Keep the theme in mind
I was recently teaching the game Triumph and Tragedy, explaining the rules for sea invasion. Rather than just reading from the rulebook, I asked the players to think about the invasion of Normandy. You can’t just land all your troops at once. They have to stagger in over time. If you can find a way to connect rules to theme, this can really cement the game mechanics in the minds of a new player.
Play solitaire before trying to teach
Time is precious. Nothing can stretch the length of a game like having to constantly refer to the rule book. Some referencing is unavoidable, but it can be reduced significantly by setting up the game beforehand and playing all sides yourself. For those that are tactile learners, moving the pieces around the board can make abstract concepts more accessible. The majority of GMT Games’ products come with a printed “Playbook” which will walk new players through setup and sample play. Setup the game and walk through all the examples prior to meeting up with players. Your actual gaming time will be much more efficient and enjoyable.

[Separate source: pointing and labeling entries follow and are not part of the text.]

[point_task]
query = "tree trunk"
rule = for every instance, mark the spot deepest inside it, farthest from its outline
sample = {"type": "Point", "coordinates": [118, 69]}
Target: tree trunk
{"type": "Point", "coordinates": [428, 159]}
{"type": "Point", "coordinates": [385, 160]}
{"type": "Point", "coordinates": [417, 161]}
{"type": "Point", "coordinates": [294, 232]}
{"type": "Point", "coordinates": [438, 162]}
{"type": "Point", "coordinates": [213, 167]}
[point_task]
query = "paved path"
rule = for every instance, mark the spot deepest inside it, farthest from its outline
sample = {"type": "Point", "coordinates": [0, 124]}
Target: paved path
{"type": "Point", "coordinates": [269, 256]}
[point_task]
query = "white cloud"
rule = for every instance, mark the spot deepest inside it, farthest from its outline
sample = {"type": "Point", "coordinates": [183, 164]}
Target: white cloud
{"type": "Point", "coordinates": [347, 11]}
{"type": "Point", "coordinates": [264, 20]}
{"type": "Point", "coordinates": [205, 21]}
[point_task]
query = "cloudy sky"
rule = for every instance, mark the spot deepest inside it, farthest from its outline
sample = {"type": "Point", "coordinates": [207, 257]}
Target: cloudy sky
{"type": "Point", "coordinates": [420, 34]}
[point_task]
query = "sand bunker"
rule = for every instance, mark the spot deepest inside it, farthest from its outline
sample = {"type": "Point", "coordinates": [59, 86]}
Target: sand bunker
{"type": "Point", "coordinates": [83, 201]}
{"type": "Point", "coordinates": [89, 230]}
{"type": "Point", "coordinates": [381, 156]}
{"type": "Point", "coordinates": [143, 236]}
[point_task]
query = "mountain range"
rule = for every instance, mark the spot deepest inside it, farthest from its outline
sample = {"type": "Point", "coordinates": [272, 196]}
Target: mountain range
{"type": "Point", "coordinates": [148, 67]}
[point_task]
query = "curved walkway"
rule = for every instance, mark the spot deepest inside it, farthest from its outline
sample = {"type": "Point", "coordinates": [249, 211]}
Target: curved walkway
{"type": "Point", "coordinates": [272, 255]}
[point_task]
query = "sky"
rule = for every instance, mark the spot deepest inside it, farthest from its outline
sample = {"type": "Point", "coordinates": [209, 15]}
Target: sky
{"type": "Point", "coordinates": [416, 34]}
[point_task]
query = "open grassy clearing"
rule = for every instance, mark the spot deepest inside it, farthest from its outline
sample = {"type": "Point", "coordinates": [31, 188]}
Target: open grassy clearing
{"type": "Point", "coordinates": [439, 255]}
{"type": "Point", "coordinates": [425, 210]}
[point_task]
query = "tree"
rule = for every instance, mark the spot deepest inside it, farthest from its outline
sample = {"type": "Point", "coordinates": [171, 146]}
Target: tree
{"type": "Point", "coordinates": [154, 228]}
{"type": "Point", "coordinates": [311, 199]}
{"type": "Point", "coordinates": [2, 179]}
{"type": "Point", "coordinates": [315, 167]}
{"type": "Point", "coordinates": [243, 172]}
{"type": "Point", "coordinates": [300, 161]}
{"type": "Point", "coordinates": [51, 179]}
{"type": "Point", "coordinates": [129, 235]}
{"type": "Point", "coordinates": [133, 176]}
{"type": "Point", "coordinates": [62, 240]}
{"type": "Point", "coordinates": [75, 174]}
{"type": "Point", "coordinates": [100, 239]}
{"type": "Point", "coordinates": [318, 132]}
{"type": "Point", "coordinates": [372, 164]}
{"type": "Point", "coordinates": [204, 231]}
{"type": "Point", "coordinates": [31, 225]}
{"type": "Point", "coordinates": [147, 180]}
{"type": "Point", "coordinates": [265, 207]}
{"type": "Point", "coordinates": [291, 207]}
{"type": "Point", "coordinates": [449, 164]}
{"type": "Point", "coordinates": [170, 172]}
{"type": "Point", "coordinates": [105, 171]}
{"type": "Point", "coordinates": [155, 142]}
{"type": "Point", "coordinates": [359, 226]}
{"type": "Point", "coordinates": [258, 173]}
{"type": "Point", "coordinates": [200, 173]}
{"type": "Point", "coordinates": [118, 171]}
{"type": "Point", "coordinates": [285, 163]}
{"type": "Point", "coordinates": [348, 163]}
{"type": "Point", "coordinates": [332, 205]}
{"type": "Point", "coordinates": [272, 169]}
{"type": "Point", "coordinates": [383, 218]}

There is also the tradition in wargaming of solitaire play for its own sake, either with “bots” (i.e., flow charts) or simply playing all sides. I’ve done this for lengthy games that are difficult to get to the table, and it’s a fun way to explore a conflict you are interested in.
What is the best introductory wargame?
Numerous wargames cater to new players. Block games, in particular, tend to have far fewer rules and can introduce core wargame mechanics. Two I really enjoy are Sekigahara: The Unification of Japan and Hammer of the Scots. Both are games that can be played in around two to three hours and (most importantly) are a ton of fun.
Really though, the best thing to do is pick a conflict or time period that interests you most. Chances are there’s a game for it.